Calm. Elizabeth rolls the word around her mouth like a marble. Calm. “I would like to think he felt calm,” she says, and then she is anything but, howling again. Mel comes downstairs and settles herself next to her sister, resigned, routine, sad.
Mike,
I never should have given your mother a key. Every time she scratches it in the lock, there's a moment when I forget that it won't be you, and my heart bounces, and then it splatters back down again, like a watermelon on a hot pavement. Although I've forgotten what heat is, really. Mel says that being in England is like being trapped in a big, clammy, leaky cave, and that's why so many Brits are miserable and weird. I told her she's oversimplifying. I thought about how, if you were here, the two of you would have gotten into one of your endless England v. Australia arguments and I would have left you to it and gone to have a bath.
So. The inquest. Your mother offered to take me to the hairdresser, which I refused, but I did let her choose my clothes (dark green dress, black belt to gather it in as it hangs on me a bit these days but there's no way in the world I'm going shopping) and talk to her about whether the navy blouse went with her maroon suit, or whether she should stick with the ivory blouse she usually wore with it. We decided on the navy. I'm trying to be a good daughter-in-law. If that's what I am now.
I've agreed to the dress, and a lift from Blake, and Andy coming here for lunch afterward. I've had a grim conversation about “misadventure,” which means that you knew that what you were doing was dangerous but you didn't mean for what happened to happen. Which is you, in a nutshell: so ready to help, to solve, to save that you wouldn't have seen another option.
Of course, they won't just say “misadventure”; they'll say “death by misadventure.” I will think about how I used to think badly of your mother for still talking about your dad as though he'd just popped to the allotment when he'd been dead for twenty-five years, and how now I wonder how she's gotten through all of those years of it, when just these two months have been so bloody, bloody awful.
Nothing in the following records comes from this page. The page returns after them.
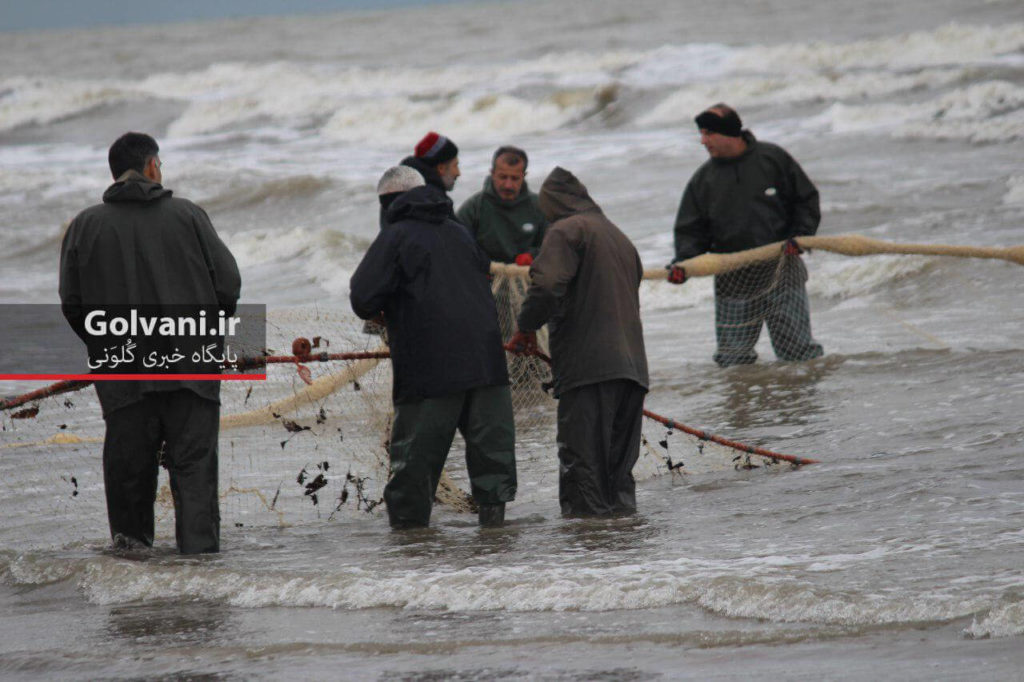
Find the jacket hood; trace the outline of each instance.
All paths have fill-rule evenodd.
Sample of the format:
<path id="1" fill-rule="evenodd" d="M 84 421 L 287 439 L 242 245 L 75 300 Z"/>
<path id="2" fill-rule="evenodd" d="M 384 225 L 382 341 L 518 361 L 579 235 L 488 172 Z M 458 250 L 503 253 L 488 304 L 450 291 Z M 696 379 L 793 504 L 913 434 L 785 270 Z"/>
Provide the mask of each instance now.
<path id="1" fill-rule="evenodd" d="M 103 193 L 103 202 L 117 204 L 120 202 L 152 202 L 164 197 L 170 197 L 171 190 L 164 188 L 138 171 L 127 171 Z"/>
<path id="2" fill-rule="evenodd" d="M 548 222 L 555 222 L 577 213 L 601 213 L 583 182 L 560 166 L 556 166 L 541 185 L 541 211 Z"/>
<path id="3" fill-rule="evenodd" d="M 401 194 L 388 207 L 384 219 L 388 224 L 399 220 L 444 222 L 452 216 L 452 200 L 429 184 L 413 187 Z"/>
<path id="4" fill-rule="evenodd" d="M 731 159 L 714 159 L 713 158 L 712 161 L 714 161 L 717 164 L 734 164 L 737 161 L 739 161 L 740 159 L 745 159 L 746 157 L 751 156 L 751 154 L 753 154 L 753 152 L 754 152 L 754 147 L 756 147 L 758 145 L 758 138 L 755 137 L 754 133 L 752 133 L 750 130 L 742 131 L 739 134 L 739 136 L 743 138 L 744 142 L 746 142 L 746 148 L 743 150 L 742 154 L 740 154 L 738 157 L 732 157 Z"/>
<path id="5" fill-rule="evenodd" d="M 406 157 L 401 160 L 402 166 L 409 166 L 415 170 L 420 171 L 420 175 L 423 176 L 424 181 L 427 184 L 432 184 L 441 191 L 447 191 L 444 188 L 444 180 L 441 179 L 441 174 L 437 172 L 436 166 L 431 166 L 423 159 L 417 157 Z"/>
<path id="6" fill-rule="evenodd" d="M 526 180 L 522 181 L 522 186 L 519 187 L 519 194 L 516 195 L 515 199 L 505 200 L 502 199 L 498 190 L 495 189 L 495 181 L 490 179 L 490 176 L 483 178 L 483 196 L 487 198 L 499 206 L 516 206 L 522 204 L 523 202 L 529 201 L 529 187 L 526 185 Z"/>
And Blake says the Micklethwaite family will be there, which means I might look up at a wrong moment and catch an eye, or see the girl you saved. And I don't know what I'll do. I'd like to think I'll be glad, and gracious. But I really don't know.
Mel says I have to remember that the inquest won't change anything. We know what the postmortem said and we know what the verdict will be. I say yes. Everyone thinks I'm worried about it but I'm not. What I'm worried about is what will happen afterward. Once the inquest is over, what will happen to us? You will be part of the past, dealt with and explained away, all tidy and neat. People will start telling me, out loud, that I have to move on, instead of just implying it and congratulating me whenever I do anything that isn't sobbing or staring at a wall. Soon it will be Easter and the hotel will be in touch to see if I want to work the summer again this year, and if I say yes, then I will have to put mascara on and smile at strangers all day, and your mother will smile at me in turn and say, “You see?” And I can't bear the thought of any of it.